Alright, let's train this net! Notice below that we've commented out parameters that would allow training on the entire dataset. We've also set epochs=2 because well, we don't have all day over here – training a winning model is your job!

In [12]:

# train the model with validation
model.fit_generator(
    data.batches(),
    steps_per_epoch=500,  # data.num_batches to train on full set
    epochs=2,
    validation_data=data.val_batches(),
    validation_steps=30,  # data.num_val_batches to validate on full set
)

Epoch 1/2
500/500 [==============================] - 2276s - loss: 0.1087 - val_loss: 0.1032
Epoch 2/2
500/500 [==============================] - 2247s - loss: 0.0952 - val_loss: 0.0903

Out[12]:

<keras.callbacks.History at 0x7f53f0fe1588>

Save the Model¶

Deep learning networks can take a long time to train, so it's always a good idea to save the learned parameters!

In [13]:

# save model
benchmark_model_name = "benchmark-model.h5"
model.save(benchmark_model_name)

Time to Predict and Submit¶

And now we make our predictions! We will load the saved model and test on every video in the index of the submission_format.csv. As before, the batch generation is handled by our custom Dataset class, which is available for you to download.

In [14]:

# load model
from keras.models import load_model

trained_model = load_model(benchmark_model_name)

In [15]:

# generate predictions
for batch_num in tqdm(range(data.num_test_batches), total=data.num_test_batches):
    # make predictions on batch
    results = trained_model.predict_proba(
        next(data.test_batches()), batch_size=data.batch_size, verbose=0
    )

    # update submission format dataframe stored in dataset object
    data.update_predictions(results)

100%|██████████| 2733/2733 [3:20:20<00:00,  4.40s/it]

Save Predictions¶

All we have to do now is save our predictions and make a submission.
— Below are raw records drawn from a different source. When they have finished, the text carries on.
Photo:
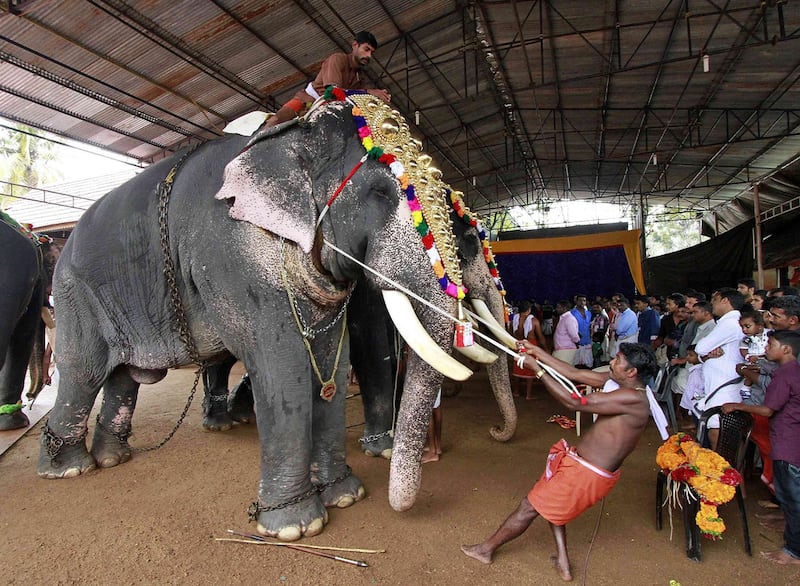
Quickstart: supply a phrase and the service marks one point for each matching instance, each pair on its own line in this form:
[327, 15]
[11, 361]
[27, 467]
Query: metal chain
[375, 436]
[180, 419]
[53, 443]
[256, 508]
[164, 190]
[122, 436]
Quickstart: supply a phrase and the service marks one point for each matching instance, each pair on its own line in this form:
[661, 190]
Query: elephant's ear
[271, 187]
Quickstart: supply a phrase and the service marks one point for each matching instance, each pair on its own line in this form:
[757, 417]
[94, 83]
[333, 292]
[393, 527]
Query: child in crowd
[753, 345]
[782, 406]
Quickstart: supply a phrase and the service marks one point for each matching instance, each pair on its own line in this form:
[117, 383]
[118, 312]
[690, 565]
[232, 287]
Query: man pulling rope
[576, 477]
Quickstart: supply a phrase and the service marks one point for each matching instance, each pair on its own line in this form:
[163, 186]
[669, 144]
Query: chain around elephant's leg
[110, 441]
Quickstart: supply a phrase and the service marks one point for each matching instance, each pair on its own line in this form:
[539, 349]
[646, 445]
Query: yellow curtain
[628, 239]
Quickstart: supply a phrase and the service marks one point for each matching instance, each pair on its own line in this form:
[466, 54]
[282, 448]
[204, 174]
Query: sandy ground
[154, 519]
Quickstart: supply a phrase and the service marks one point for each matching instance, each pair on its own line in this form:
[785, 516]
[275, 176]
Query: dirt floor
[154, 519]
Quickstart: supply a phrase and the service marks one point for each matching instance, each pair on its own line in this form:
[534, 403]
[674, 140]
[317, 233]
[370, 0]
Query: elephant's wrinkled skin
[373, 352]
[26, 269]
[117, 325]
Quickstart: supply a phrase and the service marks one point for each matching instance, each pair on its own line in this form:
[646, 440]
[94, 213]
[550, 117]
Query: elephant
[373, 356]
[26, 270]
[239, 248]
[373, 353]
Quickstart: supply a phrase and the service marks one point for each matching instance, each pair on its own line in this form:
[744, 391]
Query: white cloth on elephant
[247, 124]
[438, 400]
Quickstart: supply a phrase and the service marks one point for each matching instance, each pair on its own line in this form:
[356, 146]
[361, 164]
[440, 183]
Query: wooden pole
[759, 246]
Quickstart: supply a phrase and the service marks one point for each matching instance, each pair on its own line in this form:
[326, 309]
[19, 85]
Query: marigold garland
[708, 473]
[398, 170]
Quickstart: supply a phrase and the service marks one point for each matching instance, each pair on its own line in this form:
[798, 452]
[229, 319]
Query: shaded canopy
[519, 102]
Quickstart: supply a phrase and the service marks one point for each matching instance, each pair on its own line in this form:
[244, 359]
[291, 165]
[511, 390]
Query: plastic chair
[733, 437]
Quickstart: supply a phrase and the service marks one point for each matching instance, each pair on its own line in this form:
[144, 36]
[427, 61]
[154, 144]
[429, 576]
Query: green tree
[25, 159]
[670, 230]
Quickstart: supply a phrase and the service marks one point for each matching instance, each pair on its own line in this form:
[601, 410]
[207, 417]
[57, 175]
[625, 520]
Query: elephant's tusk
[413, 332]
[477, 353]
[500, 333]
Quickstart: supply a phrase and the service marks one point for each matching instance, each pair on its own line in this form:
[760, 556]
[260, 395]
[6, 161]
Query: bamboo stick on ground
[261, 539]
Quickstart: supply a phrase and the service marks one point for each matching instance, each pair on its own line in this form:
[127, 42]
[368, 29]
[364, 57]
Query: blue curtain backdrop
[560, 275]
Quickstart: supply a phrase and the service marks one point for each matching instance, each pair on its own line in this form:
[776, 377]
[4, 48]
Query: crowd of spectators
[722, 351]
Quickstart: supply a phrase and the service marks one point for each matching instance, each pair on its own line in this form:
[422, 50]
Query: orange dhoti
[569, 485]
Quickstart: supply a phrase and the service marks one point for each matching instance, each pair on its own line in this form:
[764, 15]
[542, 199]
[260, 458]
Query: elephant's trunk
[498, 378]
[36, 363]
[412, 427]
[498, 371]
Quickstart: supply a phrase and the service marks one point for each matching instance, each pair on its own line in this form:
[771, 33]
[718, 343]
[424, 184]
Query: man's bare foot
[777, 525]
[563, 570]
[430, 456]
[779, 557]
[478, 552]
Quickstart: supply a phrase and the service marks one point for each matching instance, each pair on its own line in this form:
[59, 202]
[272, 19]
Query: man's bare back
[613, 437]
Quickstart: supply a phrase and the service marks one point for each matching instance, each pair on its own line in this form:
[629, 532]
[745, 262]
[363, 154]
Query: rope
[410, 293]
[560, 379]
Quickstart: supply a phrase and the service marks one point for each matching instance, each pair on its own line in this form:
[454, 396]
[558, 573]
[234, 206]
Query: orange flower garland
[709, 474]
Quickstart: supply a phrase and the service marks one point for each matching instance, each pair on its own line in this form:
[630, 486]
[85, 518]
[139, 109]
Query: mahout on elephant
[263, 264]
[26, 270]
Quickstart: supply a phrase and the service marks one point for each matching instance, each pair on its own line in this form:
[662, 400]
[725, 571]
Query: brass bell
[390, 127]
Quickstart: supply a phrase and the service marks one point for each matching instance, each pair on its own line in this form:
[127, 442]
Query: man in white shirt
[566, 337]
[720, 380]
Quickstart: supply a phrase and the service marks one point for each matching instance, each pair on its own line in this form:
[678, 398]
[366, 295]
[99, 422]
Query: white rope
[520, 358]
[417, 297]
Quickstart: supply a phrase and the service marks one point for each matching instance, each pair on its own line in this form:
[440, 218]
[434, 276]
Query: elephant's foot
[302, 519]
[110, 449]
[240, 402]
[215, 413]
[15, 420]
[63, 458]
[344, 493]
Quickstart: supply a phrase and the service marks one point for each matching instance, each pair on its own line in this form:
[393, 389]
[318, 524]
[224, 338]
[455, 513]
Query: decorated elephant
[374, 349]
[253, 246]
[26, 270]
[374, 355]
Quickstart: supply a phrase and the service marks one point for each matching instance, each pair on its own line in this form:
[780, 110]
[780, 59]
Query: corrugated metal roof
[62, 204]
[530, 101]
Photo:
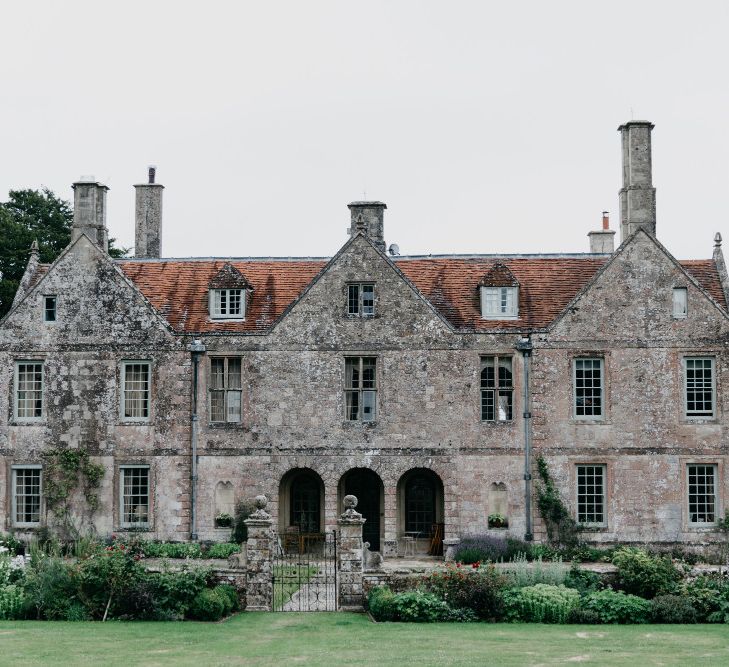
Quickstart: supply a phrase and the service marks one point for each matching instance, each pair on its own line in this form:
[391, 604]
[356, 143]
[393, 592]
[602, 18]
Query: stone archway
[370, 491]
[301, 501]
[420, 504]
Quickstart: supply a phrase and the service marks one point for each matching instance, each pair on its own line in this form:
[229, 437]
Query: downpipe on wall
[197, 349]
[524, 345]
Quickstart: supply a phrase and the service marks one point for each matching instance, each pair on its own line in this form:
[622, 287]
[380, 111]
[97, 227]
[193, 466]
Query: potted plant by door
[498, 521]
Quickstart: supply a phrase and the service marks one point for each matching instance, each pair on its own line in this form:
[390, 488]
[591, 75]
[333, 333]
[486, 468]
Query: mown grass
[351, 639]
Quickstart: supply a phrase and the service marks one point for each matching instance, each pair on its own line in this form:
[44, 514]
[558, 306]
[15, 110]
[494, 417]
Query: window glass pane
[702, 493]
[217, 373]
[135, 496]
[588, 387]
[353, 300]
[680, 302]
[27, 495]
[699, 387]
[368, 299]
[591, 494]
[234, 374]
[49, 309]
[136, 390]
[29, 394]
Just to confirm that we're following the submission format, let's look at the first few rows:

In [17]:

# save results!
data.predictions.to_csv(os.path.join(data.datapath, "predictions.csv"))

In [18]:

!head -n 5 ../data/final/predictions.csv

filename,bird,blank,cattle,chimpanzee,elephant,forest buffalo,gorilla,hippopotamus,human,hyena,large ungulate,leopard,lion,other (non-primate),other (primate),pangolin,porcupine,reptile,rodent,small antelope,small cat,wild dog,duiker,hog
001Ay6nkVD.mp4,0.009775553829967976,0.6810401678085327,0.000768320809584111,0.018967922776937485,0.003553479677066207,1.962547235834222e-09,1.8560382386567653e-06,8.171169838533388e-07,0.05778587982058525,6.748495096076113e-10,4.941477982356446e-07,1.8580927871880704e-06,2.797627240980205e-09,0.006838700734078884,0.09401832520961761,1.117014813978301e-09,0.001039090333506465,1.2601309995474708e-09,0.010130636394023895,2.946824679384008e-06,1.2481896627392075e-09,1.2969243456950608e-09,0.0625377669930458,0.016587795689702034
009Of0AOw7.mp4,0.010196062736213207,0.6818720102310181,0.0007494853343814611,0.018015071749687195,0.003547474043443799,1.8182472194538946e-09,1.6828773823363008e-06,7.917624884612451e-07,0.056747425347566605,6.304161637160632e-10,4.778618745149288e-07,1.8334073956793873e-06,2.644408914065366e-09,0.006735641974955797,0.09705659002065659,1.018643502881389e-09,0.0009638641495257616,1.1905175734128193e-09,0.009979983791708946,2.7651515210891375e-06,1.2102715496453698e-09,1.1860050719292303e-09,0.061693765223026276,0.015941549092531204
00BqeS6Kmm.mp4,0.009766797535121441,0.6863900423049927,0.000777286768425256,0.020364506170153618,0.0036751865409314632,2.250680974924535e-09,2.0353256786620477e-06,8.941434543885407e-07,0.058506984263658524,7.514975863820439e-10,5.292344553708972e-07,2.106661213474581e-06,3.124856151615063e-09,0.007320872042328119,0.0929027795791626,1.313774977695914e-09,0.0011194864055141807,1.3882051064229017e-09,0.010845153592526913,3.3483854622318177e-06,1.282071449004718e-09,1.419261819179951e-09,0.062566377222538,0.017946207895874977
00L6LKgIh9.mp4,0.009923667646944523,0.6859549880027771,0.0007874212460592389,0.02031836286187172,0.003745612921193242,2.2426076551340657e-09,2.0369450339785544e-06,8.862347158355988e-07,0.05904819071292877,7.500398080395598e-10,5.217544298830035e-07,2.1110597572260303e-06,3.1254938637204077e-09,0.007293570786714554,0.09231553971767426,1.2889048717212859e-09,0.0011299143079668283,1.3915241181550186e-09,0.010941104032099247,3.381444685146562e-06,1.2906540280965828e-09,1.418379635964584e-09,0.06264828890562057,0.01783192902803421

Looks good, now we can submit it to the competition.

Submit to Leaderboard¶

Woohoo! It's a start! And that's exactly what we intend with these benchmarks. We're sure you'll be able to top this model in no time, and we can't wait to see what you come up with.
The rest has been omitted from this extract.